Romney: "I'm not concerned about the very poor"
February 01, 2012 | CNNMoney | Link to article
Mitt Romney says he isn't worried about those living in poverty since they have government assistance programs to fall back on. Instead, he wants to focus on helping the middle class.
But not everyone is so sure that the nation's lifelines are truly protecting those who need it.
Saying the nation had a "very ample safety net," Romney cited Medicaid, food stamps and housing vouchers as examples of government programs that protect the poor.
"I'm not concerned about the very poor," Romney said on CNN Wednesday morning. "There's a safety net there, and if it needs repair I'll fix it. I'm not concerned about the very rich, they're doing just fine. I'm concerned about the heart of America, the 95% of Americans who are right now struggling."
A record number of people are now receiving government assistance. Roughly 1 in 6 Americans depend on public programs, with the largest two being Medicaid and food stamps.
The federal government spends hundreds of billions of dollars to feed, shelter and care for those in poverty. Demand has skyrocketed as a result of the Great Recession.

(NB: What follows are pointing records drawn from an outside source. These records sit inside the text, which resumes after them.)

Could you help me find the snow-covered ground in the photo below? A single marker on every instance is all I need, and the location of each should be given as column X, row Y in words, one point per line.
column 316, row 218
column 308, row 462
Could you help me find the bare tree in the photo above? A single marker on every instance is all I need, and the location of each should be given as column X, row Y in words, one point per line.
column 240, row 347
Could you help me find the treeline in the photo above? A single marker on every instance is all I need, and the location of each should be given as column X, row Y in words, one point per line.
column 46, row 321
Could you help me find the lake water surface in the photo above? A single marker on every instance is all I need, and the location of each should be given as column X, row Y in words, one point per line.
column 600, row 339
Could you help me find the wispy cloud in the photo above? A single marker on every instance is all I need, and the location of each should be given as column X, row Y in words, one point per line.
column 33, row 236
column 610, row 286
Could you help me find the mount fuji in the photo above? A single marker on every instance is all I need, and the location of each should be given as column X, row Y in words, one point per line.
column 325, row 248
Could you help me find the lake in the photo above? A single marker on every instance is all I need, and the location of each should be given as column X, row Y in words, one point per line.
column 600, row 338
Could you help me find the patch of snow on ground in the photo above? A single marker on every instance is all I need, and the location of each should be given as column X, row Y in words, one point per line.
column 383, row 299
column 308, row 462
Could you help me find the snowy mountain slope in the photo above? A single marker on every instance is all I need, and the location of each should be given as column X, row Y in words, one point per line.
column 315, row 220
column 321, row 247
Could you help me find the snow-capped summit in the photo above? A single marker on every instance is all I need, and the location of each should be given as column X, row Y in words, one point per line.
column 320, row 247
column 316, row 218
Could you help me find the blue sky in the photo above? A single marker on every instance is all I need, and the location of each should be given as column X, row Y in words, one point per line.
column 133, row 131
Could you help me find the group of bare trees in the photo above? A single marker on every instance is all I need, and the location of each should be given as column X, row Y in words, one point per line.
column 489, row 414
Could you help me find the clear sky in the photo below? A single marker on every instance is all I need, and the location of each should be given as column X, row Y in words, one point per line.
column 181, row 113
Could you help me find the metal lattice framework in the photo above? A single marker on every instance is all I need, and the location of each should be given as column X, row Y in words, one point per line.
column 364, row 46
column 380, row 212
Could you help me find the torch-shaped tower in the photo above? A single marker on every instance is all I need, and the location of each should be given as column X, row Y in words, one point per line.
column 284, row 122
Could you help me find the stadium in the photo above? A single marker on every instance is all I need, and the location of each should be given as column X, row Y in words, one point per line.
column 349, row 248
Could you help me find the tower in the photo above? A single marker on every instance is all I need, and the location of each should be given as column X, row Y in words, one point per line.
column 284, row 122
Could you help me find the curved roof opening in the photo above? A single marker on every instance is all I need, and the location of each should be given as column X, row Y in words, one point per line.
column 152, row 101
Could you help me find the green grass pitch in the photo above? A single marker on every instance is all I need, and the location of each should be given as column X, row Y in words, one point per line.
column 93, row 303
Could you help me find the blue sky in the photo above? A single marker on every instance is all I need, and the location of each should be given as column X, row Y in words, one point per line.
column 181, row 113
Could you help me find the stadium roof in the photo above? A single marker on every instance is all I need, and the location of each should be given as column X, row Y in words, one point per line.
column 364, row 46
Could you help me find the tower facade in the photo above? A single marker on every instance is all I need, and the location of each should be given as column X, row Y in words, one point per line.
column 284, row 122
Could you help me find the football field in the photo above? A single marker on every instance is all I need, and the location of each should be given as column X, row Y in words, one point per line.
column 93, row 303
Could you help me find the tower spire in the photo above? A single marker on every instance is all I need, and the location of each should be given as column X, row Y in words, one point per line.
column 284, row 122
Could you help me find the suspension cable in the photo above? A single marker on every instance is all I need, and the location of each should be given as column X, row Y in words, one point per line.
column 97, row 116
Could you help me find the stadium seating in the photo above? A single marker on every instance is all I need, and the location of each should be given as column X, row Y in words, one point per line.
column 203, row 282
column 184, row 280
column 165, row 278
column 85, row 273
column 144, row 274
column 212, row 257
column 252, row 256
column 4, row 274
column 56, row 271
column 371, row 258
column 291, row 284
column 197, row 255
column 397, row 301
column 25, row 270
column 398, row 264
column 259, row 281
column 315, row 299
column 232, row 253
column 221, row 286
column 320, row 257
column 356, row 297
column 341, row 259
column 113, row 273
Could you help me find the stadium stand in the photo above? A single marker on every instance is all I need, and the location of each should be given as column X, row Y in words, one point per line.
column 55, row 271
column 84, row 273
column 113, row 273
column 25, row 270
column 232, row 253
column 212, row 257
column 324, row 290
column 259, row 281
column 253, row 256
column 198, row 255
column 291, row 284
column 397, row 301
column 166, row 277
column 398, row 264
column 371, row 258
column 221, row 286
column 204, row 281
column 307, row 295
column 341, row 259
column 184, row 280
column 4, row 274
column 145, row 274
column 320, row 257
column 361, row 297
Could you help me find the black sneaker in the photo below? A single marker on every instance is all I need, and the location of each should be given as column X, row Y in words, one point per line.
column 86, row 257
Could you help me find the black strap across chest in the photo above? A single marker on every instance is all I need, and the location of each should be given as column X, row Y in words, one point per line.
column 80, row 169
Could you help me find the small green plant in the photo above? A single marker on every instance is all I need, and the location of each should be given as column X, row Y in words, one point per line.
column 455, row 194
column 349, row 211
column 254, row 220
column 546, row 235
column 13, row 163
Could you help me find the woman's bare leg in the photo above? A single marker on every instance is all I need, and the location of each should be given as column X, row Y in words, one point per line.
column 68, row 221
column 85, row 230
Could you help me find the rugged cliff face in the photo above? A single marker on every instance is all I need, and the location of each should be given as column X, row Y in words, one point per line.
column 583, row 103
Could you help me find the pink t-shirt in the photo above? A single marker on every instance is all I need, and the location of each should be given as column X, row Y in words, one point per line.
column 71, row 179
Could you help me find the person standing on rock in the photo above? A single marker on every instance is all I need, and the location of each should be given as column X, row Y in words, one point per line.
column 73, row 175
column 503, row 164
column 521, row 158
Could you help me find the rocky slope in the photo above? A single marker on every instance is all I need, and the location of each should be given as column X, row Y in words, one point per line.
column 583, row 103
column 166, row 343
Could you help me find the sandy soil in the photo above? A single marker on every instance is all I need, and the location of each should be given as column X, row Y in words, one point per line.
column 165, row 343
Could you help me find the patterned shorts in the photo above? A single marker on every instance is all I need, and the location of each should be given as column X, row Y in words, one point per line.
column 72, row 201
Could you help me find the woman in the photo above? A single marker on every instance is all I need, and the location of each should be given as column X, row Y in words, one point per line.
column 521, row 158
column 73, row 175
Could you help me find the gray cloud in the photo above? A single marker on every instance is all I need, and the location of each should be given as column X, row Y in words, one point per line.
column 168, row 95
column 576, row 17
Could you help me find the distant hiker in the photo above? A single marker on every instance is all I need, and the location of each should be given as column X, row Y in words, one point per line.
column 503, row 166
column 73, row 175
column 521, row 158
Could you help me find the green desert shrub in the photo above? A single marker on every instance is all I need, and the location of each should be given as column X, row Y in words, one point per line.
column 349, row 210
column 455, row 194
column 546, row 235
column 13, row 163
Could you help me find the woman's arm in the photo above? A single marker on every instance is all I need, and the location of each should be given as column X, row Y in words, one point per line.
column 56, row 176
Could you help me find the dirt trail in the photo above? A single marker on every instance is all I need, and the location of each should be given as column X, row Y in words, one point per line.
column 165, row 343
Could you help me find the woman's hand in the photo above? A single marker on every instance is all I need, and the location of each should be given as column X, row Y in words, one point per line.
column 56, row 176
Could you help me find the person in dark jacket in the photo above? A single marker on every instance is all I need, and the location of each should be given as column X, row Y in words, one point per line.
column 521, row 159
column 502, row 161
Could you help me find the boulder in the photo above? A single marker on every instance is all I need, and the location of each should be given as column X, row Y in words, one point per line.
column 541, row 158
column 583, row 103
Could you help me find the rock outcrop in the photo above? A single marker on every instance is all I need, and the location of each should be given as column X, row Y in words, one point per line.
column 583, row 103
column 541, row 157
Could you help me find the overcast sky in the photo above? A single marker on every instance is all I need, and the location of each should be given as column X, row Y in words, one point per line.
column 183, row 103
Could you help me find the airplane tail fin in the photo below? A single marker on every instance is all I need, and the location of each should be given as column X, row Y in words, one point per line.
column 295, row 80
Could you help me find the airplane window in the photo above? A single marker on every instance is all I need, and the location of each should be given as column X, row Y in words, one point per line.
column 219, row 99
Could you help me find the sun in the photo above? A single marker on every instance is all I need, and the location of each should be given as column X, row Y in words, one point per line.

Federal spending on Medicaid was an estimated $275 billion in fiscal 2011, according to the Congressional Budget Office. On average, some 56.3 million people received Medicaid benefits each month that year, though millions more who qualify don't sign up.
As for food stamps, the federal government spent more than $75 billion in fiscal 2011, according to the U.S. Department of Agriculture. Nearly 45 million people got help buying food, receiving an average monthly benefit of $134.
Still, about one-quarter of those eligible for food stamps don't receive them, experts say. And for many, the monthly check is not enough to cover all their nutrition needs.
Housing vouchers cost the government another $18.3 billion in fiscal 2012. This program, which shelters 2.1 million households, is the largest federal rental aid initiative. Overall, the government puts a roof over the heads of 5 million Americans through various rental assistance efforts at a cost of $34 billion.
But unlike food stamps and Medicaid, housing assistance is not an entitlement. The amount is limited by the funding granted by Congress.
Only one-quarter of eligible families receive federal housing aid, according to Doug Rice, senior policy analyst at the Center on Budget and Policy Priorities, a left-leaning group.
So while lifelines do exist for the poor, more can be done to assist the needy, experts said.
"It is a common misconception that we don't have to worry about the very poor because they are covered by existing programs," Elizabeth Lower-Basch, senior policy analyst at CLASP, which advocates for low-income Americans. "In fact, our safety net has many holes."